Comprehensive schema documentation rewritten from the live v1.3 database, including enrichment tables, metric baselines, and updated entity-relationship diagrams.

Feature enrichments and metrics

New documentation for feature enrichment pipeline stages and the notification metrics design decision (DD-METRICS-001).

v1.2

Per-workflow ServiceAccount and RBAC

Each workflow execution now runs under its own ServiceAccount with a dedicated TokenRequest. This replaces the shared SA model from v1.1 and provides fine-grained RBAC isolation per remediation workflow.

Declarative workflow catalog

The workflow catalog has moved from OCI-containerized workflow bundles to declarative RemediationWorkflow CRDs with category and label-based matching plus confidence scoring.

Effectiveness and notification pipeline

Updated effectiveness assessment configuration, notification routing semantics, and EM config key alignment.

DataStorage, audit, and monitoring

Updated data access patterns, audit event documentation, and monitoring metric names.

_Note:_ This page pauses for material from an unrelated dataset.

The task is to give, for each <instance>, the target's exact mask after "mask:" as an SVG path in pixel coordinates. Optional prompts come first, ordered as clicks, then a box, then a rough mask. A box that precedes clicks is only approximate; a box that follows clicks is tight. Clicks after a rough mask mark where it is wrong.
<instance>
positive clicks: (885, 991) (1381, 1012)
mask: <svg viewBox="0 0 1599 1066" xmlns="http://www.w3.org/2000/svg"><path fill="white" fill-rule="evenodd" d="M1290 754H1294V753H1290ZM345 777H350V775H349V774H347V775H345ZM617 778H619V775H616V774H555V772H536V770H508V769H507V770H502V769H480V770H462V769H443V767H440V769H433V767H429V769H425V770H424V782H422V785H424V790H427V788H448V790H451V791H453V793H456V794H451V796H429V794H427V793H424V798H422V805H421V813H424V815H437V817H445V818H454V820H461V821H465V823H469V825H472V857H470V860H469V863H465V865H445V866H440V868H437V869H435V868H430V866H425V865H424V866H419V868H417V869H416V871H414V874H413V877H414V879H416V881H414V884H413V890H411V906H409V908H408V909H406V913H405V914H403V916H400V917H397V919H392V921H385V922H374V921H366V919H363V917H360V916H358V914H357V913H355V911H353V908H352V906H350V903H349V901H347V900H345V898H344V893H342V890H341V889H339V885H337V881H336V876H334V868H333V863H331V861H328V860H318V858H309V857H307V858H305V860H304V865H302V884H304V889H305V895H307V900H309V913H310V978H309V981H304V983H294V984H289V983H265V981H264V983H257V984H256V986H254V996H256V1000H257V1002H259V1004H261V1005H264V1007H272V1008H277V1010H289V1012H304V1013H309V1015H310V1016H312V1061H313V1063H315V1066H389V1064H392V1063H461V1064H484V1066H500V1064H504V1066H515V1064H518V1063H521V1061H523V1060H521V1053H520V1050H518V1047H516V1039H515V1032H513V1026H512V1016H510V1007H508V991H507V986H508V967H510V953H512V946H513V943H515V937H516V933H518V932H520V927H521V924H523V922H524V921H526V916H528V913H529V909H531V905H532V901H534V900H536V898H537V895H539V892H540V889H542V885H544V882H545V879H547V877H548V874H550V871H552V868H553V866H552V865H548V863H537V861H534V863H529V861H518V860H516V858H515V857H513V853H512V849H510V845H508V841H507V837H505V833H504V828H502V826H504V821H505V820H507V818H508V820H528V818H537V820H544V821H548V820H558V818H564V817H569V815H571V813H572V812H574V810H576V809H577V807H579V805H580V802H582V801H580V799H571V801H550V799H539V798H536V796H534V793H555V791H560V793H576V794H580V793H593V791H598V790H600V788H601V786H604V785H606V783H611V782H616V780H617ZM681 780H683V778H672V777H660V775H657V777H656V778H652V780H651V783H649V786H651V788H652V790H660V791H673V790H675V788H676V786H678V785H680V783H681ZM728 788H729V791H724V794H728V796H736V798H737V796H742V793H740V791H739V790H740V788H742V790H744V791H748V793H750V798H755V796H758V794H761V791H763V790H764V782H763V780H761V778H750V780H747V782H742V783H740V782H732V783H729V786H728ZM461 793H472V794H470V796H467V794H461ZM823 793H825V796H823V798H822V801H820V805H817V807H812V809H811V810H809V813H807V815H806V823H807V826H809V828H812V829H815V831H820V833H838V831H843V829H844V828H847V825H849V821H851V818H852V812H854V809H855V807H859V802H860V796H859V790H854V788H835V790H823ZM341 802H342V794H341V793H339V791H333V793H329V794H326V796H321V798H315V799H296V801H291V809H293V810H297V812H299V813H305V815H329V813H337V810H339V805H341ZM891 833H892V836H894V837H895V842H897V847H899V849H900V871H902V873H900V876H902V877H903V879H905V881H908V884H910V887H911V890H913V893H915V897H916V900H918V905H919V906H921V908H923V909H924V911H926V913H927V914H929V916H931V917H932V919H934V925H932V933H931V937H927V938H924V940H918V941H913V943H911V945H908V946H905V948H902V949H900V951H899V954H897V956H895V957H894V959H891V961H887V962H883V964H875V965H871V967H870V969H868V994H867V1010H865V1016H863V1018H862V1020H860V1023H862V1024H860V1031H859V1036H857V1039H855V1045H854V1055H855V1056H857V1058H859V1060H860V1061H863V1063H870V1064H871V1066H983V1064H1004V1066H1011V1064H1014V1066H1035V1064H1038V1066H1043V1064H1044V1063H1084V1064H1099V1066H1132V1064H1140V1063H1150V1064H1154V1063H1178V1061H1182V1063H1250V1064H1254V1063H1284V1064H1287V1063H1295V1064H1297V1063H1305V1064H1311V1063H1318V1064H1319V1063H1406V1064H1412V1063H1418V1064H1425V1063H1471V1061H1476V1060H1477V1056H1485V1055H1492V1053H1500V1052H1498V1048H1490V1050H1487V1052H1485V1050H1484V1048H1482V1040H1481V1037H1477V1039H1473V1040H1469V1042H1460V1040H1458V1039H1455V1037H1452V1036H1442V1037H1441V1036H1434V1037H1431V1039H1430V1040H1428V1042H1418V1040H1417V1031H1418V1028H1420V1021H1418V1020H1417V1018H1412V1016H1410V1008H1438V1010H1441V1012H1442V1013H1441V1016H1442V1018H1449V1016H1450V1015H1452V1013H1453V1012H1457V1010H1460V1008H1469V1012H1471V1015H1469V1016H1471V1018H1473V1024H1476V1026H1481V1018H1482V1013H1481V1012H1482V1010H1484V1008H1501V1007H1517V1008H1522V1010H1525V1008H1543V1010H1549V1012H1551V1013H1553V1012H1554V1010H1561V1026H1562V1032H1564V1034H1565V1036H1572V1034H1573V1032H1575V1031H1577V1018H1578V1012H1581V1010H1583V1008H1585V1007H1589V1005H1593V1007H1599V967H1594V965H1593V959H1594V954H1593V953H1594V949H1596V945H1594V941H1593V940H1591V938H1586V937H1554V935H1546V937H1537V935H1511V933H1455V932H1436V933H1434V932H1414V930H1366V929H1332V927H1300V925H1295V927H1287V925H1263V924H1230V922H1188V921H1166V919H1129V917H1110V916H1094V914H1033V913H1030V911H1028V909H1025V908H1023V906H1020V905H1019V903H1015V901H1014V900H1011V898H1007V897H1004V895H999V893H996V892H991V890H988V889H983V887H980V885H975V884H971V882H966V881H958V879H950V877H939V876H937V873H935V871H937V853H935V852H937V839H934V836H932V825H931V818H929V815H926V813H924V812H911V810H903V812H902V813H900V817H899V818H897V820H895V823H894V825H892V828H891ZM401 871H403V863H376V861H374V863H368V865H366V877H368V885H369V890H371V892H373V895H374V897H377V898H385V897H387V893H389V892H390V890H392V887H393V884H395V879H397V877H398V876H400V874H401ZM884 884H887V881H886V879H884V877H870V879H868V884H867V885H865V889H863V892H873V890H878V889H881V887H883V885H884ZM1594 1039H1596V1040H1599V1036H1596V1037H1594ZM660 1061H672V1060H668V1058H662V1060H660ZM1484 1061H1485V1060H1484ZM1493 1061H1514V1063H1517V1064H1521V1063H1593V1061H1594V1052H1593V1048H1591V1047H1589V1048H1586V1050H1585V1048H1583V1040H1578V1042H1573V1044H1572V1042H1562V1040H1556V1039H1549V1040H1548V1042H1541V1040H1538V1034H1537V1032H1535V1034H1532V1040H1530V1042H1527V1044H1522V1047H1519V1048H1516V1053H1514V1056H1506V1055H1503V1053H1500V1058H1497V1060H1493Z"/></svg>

Signal Processing and Gateway

Rego policy entrypoint corrections, gateway label contract updates, and investigation tier-1 semantics fixes.

v1.1

Initial documented release of Kubernaut.

  • CRD-based microservices architecture with the full six-stage remediation pipeline
  • Prometheus AlertManager and Kubernetes Event ingestion
  • LLM-powered root cause analysis with Kubernetes inspection tools
  • Remediation execution via Kubernetes Jobs, Tekton Pipelines, or Ansible (AWX/AAP)
  • Effectiveness assessment with four-dimensional scoring
  • Human approval gates via RemediationApprovalRequest CRDs
  • Rego-based policy evaluation for signal processing and approval
  • Multichannel notifications (Slack, console, log, file)
  • Full audit trail with 7-year retention and CRD reconstruction
  • ActionType and RemediationWorkflow CRD registration via Auth Webhook
  • Alert decay detection (DD-EM-003)
  • Resource lock persistence with deterministic naming (DD-WE-003)

v1.0

End-of-life. No longer documented or supported.